Good point Geoff you are sure right


----------



## andytheplumber (Feb 3, 2009)

mine is ok,the man who welded it as plated it at 150kilos


----------



## Guest (Feb 3, 2009)

Sorry, but just think about the forces involved in any possible jack knife situation 
And not to forget that any tow bar now needs to be Type approved.
If it is type approved then maybe it is safe enough, but I would seriously question it


----------



## andytheplumber (Feb 3, 2009)

towtal do the same,when we went down for the steel one..I will never use it as a towbar its just protection from getting it up the rear and when the ladder is down it used to hit the rear light -not now though..


----------



## andytheplumber (Feb 3, 2009)

fellow members have scared me,I agree that a steel one would be stronger but my alloy one has been flated at 150kilo-For example the man from preston-will he plate his?What if the worst was to happen,do I have a claim?


----------



## Geoff.W (Feb 3, 2009)

Hi Andy.

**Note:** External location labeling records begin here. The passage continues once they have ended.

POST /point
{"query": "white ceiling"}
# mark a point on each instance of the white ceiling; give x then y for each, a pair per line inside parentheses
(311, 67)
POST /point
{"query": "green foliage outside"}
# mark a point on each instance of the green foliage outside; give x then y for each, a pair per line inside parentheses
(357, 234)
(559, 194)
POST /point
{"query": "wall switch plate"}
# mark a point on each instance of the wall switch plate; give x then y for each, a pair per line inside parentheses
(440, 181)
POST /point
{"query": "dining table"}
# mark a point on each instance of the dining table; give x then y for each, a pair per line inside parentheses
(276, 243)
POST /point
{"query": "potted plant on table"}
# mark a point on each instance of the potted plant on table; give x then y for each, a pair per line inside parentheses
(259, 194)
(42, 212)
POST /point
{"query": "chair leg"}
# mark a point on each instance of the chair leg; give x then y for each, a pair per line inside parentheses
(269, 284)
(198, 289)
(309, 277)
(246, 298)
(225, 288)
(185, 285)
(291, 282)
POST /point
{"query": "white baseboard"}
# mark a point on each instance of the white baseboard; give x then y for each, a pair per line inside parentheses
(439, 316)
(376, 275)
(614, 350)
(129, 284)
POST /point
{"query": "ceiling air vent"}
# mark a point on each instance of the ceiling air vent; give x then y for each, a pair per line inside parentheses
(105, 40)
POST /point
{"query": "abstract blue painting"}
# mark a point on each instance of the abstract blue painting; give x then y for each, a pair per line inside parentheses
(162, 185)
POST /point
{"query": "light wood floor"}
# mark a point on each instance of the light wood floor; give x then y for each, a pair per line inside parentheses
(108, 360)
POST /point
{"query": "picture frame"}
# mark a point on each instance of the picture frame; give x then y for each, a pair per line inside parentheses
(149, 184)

Sorry if I've scared you that wasn't my intention. I would like to say I was talking in general terms and not having seen yours its impossible to make a judgement, and it may well be constructed in a way that makes it suitable. I would think that if you are not using it for any heavy duty work you would have nothing to worry about.

I am confused as to how the "plating" figure of 150Kg was arrived at. I would have thought that if it was a "one off", then no testing would have been done. I would also like to add that the load rating on towbars (usually 75Kg) is the static load, the dynamic load (the load applied in use, ie. trailer bouncing and pushing) is often many times greater than this. A towbar with a load rating of 150Kg should be able, I would have thought, to stand a actual loading of 600-700Kg or greater.

Finally, it is many years since I studied this, so while the the general principles are correct the figures are probably wildly inaccurate, they are used as, I think, the simplest way of illustrating the point.


----------



## Guest (Feb 3, 2009)

andytheplumber said:


> I will never use it as a towbar its just protection from getting it up the rear and when the ladder is down it used to hit the rear light -not now though..


If you are not going to tow with it and rather use it for a M/C carrier, I would not worry at all.
I have often thought of fitting a alloy real bumper for protection and this could easily double up as a M/C carrier.
On my previous Hymer, there was one fitted and it was steel


----------



## TWS (Feb 4, 2009)

I was thinking of a lightweight towbar, but from what has been said I'm gonna take the extra weight and go for steel, I'm not too techy and was only thinking about the extra weight and just presumed that the lightweight would do the job as the the steel. Good information, thanks.

Regards Tom


----------



## andytheplumber (Feb 4, 2009)

THATS A RELEIF,,I dont know how my welder manny came to the 150kg figure,he makes alloy floats for artic lorrys so I dinna ken....maybe it was a plate for something else but as I said its just for protection-towtals effort was just bolted onto the extentions but the alloy goes right back to the tranny chassis...andy
P.S- the cover  is coming off next week in preperation for the glentress meet.


----------



## andytheplumber (Feb 4, 2009)

*****,I wasnt impressed with towtal either..if you ever see the m/h the extentions are made of kitkat foil..thats maybe why I took action and upgraded..the van is sunlight by dethleffs. When I got it from lazydays I knew I woudnt be back-Have you been to their workshop!As for towtal I asked for a towbar grade bumper and for the future bolting of a ball and thats what I got for 250.the wiring was already done by me..


----------



## bevo (Feb 5, 2009)

*towbars*

hi 
   i bought a towbar from towtal for my previous motorhome, it was to carry a motorscooter, they asked me how heavy the scooter was (100 kilos) and plated the towbar acordingley.
 must say the towbar went back to the rear suspension and chassis.
  towtal's customer service isn't very good.
guy came in while i was there he phoned up, they said his hehicle was ready turned out it wasn't, no appolagy just come back tommorrow.
   i waited all day for mine to be fitted (08.30 till 19.30)
motorhome dealers came and went and seemed to have priority.

live long and prosper


----------